When it comes to mobile design, responsive web design often comes to mind. Have a layout that is fully flexible while implementing other practices that help out mobile users or otherwise, such as saving on bandwidth and file sizes for lesser devices, changing image sizes, and having alternatives for certain features (like video) that may not be supported by all devices.
While full responsive design takes time and while there are countless practices that come along with it, when it comes to mobile design, designs should be at least partially responsive. In the very least, layouts should be flexible. Think of how iPad users can switch in an instant to horizontal and vertical view; think about how the majority of all other mobile devices can now do that too. (Actually, even my standard-size laptop can do it with the press of a button on the side!)
Beyond how many users can switch orientations in an instant, creating a flexible — and at best, responsive — design will allow for the huge range of mobile devices available, and screen sizes available. With flexible design, you may have to design a few interfaces for various screen sizes (think of the huge difference in design layout when it goes from iPhone to a 2-inch feature phone), but for the most part the design should transform per screen size itself.
Building a responsive web design from the get go will help prevent the need for endless pixel-perfect mobile designs.
One major trend for mobile design that can also be considered a great design practice is the use of icons. This is especially helpful for primary navigation, but icons can also be of great use for other types of links, or even as just visual helpers.
As with native mobile applications, icons are a standard part of the interface. Recreating this on a mobile website can create consistency, as well as a more user-friendly interface.

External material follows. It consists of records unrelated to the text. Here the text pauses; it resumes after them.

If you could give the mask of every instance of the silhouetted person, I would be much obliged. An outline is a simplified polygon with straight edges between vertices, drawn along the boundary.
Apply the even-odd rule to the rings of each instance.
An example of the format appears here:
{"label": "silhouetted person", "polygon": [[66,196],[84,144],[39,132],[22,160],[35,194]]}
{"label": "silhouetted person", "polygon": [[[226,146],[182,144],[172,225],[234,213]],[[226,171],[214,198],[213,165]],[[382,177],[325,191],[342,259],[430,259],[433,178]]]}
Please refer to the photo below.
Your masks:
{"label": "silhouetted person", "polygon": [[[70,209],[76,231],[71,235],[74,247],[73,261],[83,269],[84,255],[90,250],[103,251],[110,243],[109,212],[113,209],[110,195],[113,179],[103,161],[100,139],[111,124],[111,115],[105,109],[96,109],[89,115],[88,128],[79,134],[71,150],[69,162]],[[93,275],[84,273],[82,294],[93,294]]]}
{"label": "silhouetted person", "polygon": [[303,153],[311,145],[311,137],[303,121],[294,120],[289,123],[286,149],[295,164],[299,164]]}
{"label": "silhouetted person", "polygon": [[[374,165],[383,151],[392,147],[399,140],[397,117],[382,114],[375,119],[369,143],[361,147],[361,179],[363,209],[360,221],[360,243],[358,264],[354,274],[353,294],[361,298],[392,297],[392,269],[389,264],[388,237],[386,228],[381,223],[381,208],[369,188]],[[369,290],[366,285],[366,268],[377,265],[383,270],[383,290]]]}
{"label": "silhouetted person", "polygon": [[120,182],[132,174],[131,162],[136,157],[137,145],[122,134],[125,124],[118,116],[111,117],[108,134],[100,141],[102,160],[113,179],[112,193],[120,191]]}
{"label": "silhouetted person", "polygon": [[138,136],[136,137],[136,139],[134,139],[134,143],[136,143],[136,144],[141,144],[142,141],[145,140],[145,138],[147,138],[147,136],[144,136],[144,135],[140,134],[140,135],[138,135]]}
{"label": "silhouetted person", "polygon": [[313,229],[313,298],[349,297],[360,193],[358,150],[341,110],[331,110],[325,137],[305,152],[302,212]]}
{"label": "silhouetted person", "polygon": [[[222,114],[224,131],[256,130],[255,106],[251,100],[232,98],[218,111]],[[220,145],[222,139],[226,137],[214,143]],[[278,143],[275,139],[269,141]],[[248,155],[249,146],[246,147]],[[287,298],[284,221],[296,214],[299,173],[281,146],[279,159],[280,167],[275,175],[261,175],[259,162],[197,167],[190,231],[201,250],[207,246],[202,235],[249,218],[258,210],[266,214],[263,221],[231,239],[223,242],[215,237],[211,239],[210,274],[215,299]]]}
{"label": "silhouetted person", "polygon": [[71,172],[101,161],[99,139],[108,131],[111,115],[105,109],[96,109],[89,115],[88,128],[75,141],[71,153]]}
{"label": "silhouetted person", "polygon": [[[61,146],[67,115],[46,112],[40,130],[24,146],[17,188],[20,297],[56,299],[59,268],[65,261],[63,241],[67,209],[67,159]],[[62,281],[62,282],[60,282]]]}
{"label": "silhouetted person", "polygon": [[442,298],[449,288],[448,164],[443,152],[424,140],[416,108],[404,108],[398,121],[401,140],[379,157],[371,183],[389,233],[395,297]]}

Icons are much easier to click on then small text links, and the visual aspect can mean navigation that takes less thought, which is great for mobile sites that must use a lot of sub-navigation to keep an interface simple.
Limited Images Within Content
For incredibly small screens, some images should be cut out entirely. Anything that would drastically increase vertical scrolling can be an issue, and even more so for slower mobile devices where simply downloading excess images is enough of a problem. For mobile design, keep the use of images small, and only use when needed.
Don’t Be Afraid of Whitespace
Just like with design on a standard size screen, whitespace is needed in mobile design as well. In fact, it might be needed more as screen sizes get smaller and navigation may get harder to deal with. Without whitespace, on a smaller screen content could be more difficult to read, and anything smooshed together isn’t a good idea!
Yet, it can be an initial instinct for every designer that the smaller the screen gets, the more space-efficient we should be. Keep in mind that with a proper and well planned out interface design, whitespace can be used to increase usability, and still not sacrifice other mobile considerations, like excessive vertical scrolling.
While many of our basic design principles may remain the same, when it comes to designing for smaller devices, and possibly less capable devices as well, we must consider a whole new set of best design practices. The interface of a mobile design should be drastically different than that of a standard size design, and it can take a whole new learning curve to learn what works best for smaller screens.
What additional tips to you have for creating mobile interfaces? What are some differences, and are there any design practices that should remain the same no matter what device?